Court Opinion

ID: 8663377
Source: CourtListenerOpinion
Date Created: 2022-11-24 21:48:18.653574+00
Date Added: 2024-06-11T16:56:54.785822
License: Public Domain

By Judge Robert C. Goad
In this law action on two notes, the jury found for the defendant, Worley, on Exxon’s Motion for Judgment and for the plaintiff, Exxon, on Worley’s Counterclaim.
Exxon moved the Court to set aside the verdict as contrary to the law and the evidence in that the verdict awarded no amount to the plaintiff, there being no proper evidence upon which to base such a verdict, and on the further main ground that the Court erred in failing to instruct the jury that the plaintiff was entitled to the 18% attorney’s fee sued for in the Motion for Judgment. The two notes forming the basis for the suit of Exxon called for payment of attorney’s fees not exceeding 18%.
In a recent similar case, Humble v. Copley, 213 Va. 449 (1972), the Court said: “In a suit on a note, once the necessary signatures aré admitted or established, the holder is entitled to recover unless the defendant establishes a defense. The defendant has the burden of establishing his defense by a preponderance of the evidence.” In the case at bar, the two original notes sued on by Exxon were introduced in evidence, without objection, and the signatures of both defendants as makers of the notes were fully established and admitted. Therefore, the defendants had the burden of establishing their defense by a preponderance of the evidence. The Court is of the opinion, and so finds, that as a matter of law, the defendants did not carry this burden, with the minor exceptions hereinafter set forth.
Plaintiff’s Exhibit 3 shows a breakdown of the $4,617.02, being the balance claimed due on the notes by Exxon. Taking the large amounts on the Exhibit in order, the following was clearly estab*401lished by the evidence: the $1,200.00 was interest on the two notes; the $2,279.04 was for a load of gas or fuel delivered in January, 1968, which was first put on open account and then transferred to the note account; the $563.00 was for equipment bought by Worley; the $2,545.65 was for fuel on hand on December 31, 1967; and $896.80 was for motor oil or lubricants on hand December 31,1967, when Worley started as a dealer; the $2,401.61 was for a load of gas or fuel delivered in January, 1968, which was first put on open account and then transferred to the note account; and the $5,481.65 was the total of the proper credits to which Worley was entitled.

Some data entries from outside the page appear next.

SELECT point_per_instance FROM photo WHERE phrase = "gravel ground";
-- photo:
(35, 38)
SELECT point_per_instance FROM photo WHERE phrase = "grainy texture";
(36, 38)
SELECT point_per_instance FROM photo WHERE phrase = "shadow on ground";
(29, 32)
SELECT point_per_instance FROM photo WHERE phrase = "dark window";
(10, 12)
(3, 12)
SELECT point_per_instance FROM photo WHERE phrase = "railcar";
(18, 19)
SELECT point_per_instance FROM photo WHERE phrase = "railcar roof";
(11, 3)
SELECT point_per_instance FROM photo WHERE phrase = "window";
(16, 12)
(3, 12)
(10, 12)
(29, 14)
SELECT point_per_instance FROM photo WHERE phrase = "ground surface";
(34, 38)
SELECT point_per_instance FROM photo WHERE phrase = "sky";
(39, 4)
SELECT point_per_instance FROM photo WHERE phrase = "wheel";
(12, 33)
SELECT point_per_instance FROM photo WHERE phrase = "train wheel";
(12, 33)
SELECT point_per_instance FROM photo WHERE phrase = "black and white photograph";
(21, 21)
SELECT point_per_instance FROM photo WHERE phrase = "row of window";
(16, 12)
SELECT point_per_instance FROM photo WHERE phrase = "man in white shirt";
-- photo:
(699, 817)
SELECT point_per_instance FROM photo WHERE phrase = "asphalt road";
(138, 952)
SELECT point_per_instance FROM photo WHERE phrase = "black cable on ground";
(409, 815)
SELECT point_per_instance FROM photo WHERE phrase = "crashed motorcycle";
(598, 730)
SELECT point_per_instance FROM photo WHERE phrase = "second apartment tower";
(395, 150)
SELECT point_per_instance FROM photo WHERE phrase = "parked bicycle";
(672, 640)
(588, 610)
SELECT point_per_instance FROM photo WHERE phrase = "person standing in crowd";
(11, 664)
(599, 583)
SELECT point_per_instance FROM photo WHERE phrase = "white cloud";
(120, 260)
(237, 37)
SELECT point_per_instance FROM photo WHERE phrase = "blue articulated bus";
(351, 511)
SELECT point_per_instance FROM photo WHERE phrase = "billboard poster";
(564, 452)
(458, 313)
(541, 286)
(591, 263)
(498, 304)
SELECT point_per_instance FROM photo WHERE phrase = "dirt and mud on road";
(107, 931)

The defendant, Worley, was the only witness for the defense, and his testimony was so confusing and contradictory throughout that by no stretch of the imagination could such testimony be held by this Court to establish any defense to the above large items on Exhibit 3 by a preponderance of the evidence. For example, on page 119 he suggested that he paid for the load of fuel in the amount of $2,279.04, but on page 143, he said he did not know whether he paid; on page 121 he suggested he paid for the load of fuel in the amount of $2,401.61, but on page 145, he said he did not know whether he paid; on page 152 he said he kept all his bills and receipts, and on page 129, he said he could not find a receipt for these two loads; on page 148 he said he was not disputing the items on Exhibit 3 and that the only two items in question were those on the Judd memo, Defendant’s Exhibit 3. Yet, the items on the Judd memo were cleared up beyond question as having been properly attributable to a dealer in Maryland. And later, he claimed Exxon owed him something over $2,000.00 without any supporting evidence. Further, the defendant refused to introduce in evidence the trade account records, from which and about which counsel for the defendant asked so many questions, and the defendant did not introduce in evidence all of his records which were in Court.

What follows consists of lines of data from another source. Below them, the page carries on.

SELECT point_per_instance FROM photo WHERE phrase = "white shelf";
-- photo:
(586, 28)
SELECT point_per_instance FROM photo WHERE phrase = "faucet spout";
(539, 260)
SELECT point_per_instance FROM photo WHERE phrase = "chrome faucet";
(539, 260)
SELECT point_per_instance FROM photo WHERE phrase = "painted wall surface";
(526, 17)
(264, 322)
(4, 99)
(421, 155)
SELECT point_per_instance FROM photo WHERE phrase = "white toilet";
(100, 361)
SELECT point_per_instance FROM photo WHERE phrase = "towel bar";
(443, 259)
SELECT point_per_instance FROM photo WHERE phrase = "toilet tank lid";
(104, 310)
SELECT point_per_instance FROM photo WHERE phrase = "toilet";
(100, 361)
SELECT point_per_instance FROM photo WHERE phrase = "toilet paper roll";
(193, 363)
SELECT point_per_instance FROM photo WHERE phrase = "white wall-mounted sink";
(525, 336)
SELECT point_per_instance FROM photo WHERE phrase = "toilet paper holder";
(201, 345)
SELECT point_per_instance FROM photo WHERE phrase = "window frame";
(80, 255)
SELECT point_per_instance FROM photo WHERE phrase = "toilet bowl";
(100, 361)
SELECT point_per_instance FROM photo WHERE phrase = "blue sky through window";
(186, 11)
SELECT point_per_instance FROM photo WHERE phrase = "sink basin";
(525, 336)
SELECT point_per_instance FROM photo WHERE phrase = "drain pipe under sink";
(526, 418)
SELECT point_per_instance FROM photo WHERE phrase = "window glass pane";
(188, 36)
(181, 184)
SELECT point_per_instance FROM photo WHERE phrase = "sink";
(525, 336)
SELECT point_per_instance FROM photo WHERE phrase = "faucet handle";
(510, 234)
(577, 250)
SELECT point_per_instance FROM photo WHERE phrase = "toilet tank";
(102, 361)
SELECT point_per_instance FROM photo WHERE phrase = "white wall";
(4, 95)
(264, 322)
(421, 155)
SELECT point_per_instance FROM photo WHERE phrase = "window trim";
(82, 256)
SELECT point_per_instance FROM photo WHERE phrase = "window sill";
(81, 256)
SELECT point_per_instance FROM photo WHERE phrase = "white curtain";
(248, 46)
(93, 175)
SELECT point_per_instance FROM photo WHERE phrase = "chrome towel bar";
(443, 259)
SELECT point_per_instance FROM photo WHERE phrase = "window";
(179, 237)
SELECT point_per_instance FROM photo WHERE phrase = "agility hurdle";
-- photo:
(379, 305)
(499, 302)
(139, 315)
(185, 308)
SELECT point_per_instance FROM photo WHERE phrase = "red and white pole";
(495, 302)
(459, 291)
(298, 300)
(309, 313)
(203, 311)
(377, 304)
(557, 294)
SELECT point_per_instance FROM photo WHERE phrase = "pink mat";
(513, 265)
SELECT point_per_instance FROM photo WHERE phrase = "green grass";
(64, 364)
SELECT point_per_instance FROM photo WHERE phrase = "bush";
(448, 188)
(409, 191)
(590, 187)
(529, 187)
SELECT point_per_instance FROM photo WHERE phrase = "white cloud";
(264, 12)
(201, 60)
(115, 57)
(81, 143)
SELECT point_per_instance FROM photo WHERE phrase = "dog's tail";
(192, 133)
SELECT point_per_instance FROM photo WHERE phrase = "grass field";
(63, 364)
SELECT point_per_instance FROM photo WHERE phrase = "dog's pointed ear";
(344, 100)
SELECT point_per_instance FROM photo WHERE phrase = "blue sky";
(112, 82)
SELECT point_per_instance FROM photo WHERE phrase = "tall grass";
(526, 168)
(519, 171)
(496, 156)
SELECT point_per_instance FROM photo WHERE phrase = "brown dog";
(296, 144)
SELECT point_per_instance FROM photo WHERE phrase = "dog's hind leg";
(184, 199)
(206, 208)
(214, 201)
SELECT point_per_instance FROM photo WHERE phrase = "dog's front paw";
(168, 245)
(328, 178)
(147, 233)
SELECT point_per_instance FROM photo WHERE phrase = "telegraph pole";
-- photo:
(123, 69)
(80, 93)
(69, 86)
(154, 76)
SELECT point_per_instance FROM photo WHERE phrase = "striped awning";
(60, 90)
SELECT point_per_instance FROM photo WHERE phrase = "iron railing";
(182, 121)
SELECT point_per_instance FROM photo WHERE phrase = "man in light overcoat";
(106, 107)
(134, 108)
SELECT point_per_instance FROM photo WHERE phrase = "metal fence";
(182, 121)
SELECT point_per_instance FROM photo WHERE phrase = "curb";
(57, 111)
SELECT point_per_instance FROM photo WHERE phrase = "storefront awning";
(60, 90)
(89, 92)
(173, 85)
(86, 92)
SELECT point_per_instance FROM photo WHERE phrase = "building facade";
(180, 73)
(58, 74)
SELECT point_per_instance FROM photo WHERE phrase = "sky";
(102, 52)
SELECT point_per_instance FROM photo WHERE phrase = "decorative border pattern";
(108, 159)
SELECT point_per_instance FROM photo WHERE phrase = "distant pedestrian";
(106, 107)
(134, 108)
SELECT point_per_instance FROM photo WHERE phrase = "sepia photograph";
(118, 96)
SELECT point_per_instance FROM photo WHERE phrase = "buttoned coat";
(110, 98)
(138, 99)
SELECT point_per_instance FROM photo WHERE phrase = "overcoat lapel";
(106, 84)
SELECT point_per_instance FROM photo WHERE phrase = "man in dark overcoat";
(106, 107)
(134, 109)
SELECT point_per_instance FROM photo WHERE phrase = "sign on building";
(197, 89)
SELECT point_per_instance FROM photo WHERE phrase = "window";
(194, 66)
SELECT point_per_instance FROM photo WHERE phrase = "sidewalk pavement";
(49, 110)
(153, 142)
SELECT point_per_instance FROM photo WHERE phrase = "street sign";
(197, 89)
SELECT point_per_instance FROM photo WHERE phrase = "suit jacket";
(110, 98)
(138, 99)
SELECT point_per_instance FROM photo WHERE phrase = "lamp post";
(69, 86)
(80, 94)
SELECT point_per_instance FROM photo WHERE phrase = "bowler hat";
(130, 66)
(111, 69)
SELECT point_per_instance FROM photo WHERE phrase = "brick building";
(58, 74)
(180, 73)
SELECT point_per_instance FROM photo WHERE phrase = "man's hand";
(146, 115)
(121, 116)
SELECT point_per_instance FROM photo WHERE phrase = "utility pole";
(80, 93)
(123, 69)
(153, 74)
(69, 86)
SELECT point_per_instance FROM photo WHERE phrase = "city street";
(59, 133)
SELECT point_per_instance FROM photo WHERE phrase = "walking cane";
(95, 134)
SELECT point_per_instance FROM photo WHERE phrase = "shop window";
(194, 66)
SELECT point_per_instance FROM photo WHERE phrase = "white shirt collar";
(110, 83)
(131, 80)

There was some confusion in the testimony of the plaintiff’s witness, Mr. King, but the Court believes that he satisfactorily explained all of the above large figures on Exhibit 3, and his testimony certainly cannot be considered as proving any defense to the plaintiff’s claim by a preponderance of the evidence.
Considering the evidence as a whole as to the six small items, each less than $100.00, on Plaintiff’s Exhibit 3, the Court finds that these six items should not be charged to the defendants. The four amounts *402of $50.00 plus a few cents each total $200.57, and when the various figures testified to on pages 86 through 89 are computed, the overage of $686.10 must mean that the $200.57 was transferred back or left in the open account and later paid. If this were not so, the overage would have been $886.67. And the two $6.00 charges were for credit card sales after Mr. Worley’s dealer relationship was ended on February 28, 1970.
Accordingly, the verdict for the defendant on Exxon’s Motion for Judgment is set aside, and final judgment will be entered for Exxon against the defendant in the amount of $4,404.45, being the amount claimed due on Exhibit 3, $4,617.02 less the above $212.57 disallowed by the Court plus the court costs and an attorney’s fee to plaintiff’s counsel of $500.00, which the Court deems a reasonable fee in this case. The attorney’s fee is allowed under the terms of the two notes sued upon by Exxon and under the rules laid down in Conway v. American National Bank, 146 Va. 357, 364-365 (1926).